私も学生の頃ディスコに行ったが、傑作だったのが新宿にあった三輪明宏さんのディスコで、壁が全面鏡になっていて、全員が鏡に向かって踊っている光景だった。鏡に向かうなら一人で良さそうなのだが、集団がないと、つまり同じことをしてる人達がいないとナルシスチック恍惚感はやってこない。踊りに集団が不可欠とは実に不思議だった。なぜ人は一人では踊らないんだろう。集団はどこか暴力の匂いがあり。確かに興奮させてくれ、意味不明の連帯感と強烈な孤立を感じさせるからだろうか。でも鏡に向かう行為はまさに70年代のディスコを象徴している。まだ自意識を持ちながら踊り狂っていた訳だ。
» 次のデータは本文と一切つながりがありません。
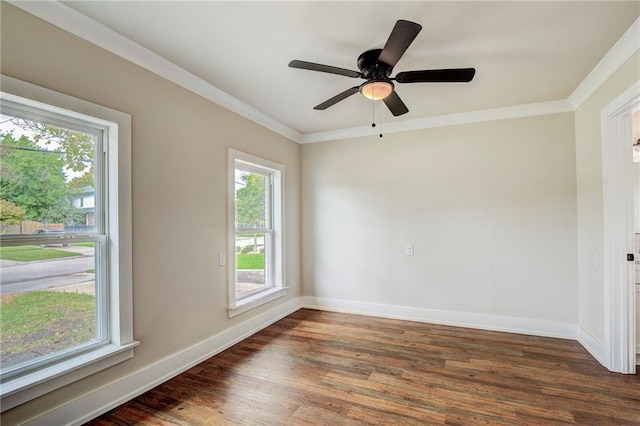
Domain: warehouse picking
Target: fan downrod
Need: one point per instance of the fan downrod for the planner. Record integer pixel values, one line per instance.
(371, 68)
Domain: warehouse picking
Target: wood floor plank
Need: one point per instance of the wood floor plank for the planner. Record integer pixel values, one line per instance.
(324, 368)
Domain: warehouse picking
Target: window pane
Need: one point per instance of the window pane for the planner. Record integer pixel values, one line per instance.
(47, 300)
(47, 178)
(250, 263)
(251, 205)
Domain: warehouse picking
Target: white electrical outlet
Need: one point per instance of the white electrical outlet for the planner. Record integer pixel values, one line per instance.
(408, 250)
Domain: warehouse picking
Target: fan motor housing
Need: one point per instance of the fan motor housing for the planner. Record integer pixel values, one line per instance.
(371, 68)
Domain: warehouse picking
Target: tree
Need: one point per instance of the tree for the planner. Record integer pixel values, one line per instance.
(10, 214)
(250, 206)
(33, 179)
(77, 149)
(250, 203)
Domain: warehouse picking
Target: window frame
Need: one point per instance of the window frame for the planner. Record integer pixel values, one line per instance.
(115, 244)
(275, 286)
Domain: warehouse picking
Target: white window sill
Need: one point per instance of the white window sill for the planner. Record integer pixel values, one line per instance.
(24, 388)
(256, 300)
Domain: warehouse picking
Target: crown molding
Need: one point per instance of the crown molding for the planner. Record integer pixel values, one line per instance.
(74, 22)
(80, 25)
(528, 110)
(624, 48)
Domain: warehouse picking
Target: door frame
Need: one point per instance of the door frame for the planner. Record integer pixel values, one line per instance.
(618, 186)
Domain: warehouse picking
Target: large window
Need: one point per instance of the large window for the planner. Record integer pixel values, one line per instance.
(256, 224)
(65, 279)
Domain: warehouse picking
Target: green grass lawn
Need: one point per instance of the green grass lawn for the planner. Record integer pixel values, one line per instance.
(250, 261)
(32, 253)
(43, 322)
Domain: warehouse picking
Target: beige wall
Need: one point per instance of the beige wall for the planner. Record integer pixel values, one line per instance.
(590, 206)
(489, 207)
(179, 154)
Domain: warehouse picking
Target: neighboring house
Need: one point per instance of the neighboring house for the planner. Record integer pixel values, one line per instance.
(504, 208)
(85, 201)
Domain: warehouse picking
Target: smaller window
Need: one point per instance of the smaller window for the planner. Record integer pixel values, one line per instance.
(256, 228)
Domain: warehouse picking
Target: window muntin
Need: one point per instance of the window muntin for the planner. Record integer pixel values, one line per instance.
(256, 220)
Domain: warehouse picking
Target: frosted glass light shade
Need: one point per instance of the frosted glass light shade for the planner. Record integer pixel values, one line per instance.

ところがレイブは自意識を捨てることから快楽を得ようとする。音に身を貫かせ、ひたすらトランス状態を目指す。個人のために集団を利用することが明確になってきている。作者の言葉を借りれば「死なずに死ぬ」行為だという。
オヤジの老婆心だが、それが生活の中心になった時、インドならいざしらず、この日本ではレイブの後に現実社会に適応できるんだろうか。余計なお世話だが、祭りやマラソンのナチュラルハイのように日常の区切りとして、踊り狂って欲しいと思ってしまう訳だ。
作者はレイブを求めて各国を旅する。レイブは随分前から世界的なは現象らしい。人間は知的でありたいと思う反面、知を忘れたい動物なのだろう。原始への回帰、よりシンプルな生活の憧れは強くある。このまま物質文明が進んでいく恐怖は、その社会を外側からみれる自己破壊願望の若者にしか分からないのかも知れない。
レイブはやはり屋外が気持いいらしい。大地を踏みしめて集団で踊る原始的な行為は、確かに現代人が忘れてる宗教とは別次元のより人間的な行為なのかも知れない。
明日は土の地面を探して裸足でマラソンでもしてみるかな。あるのかいなそんなとこ。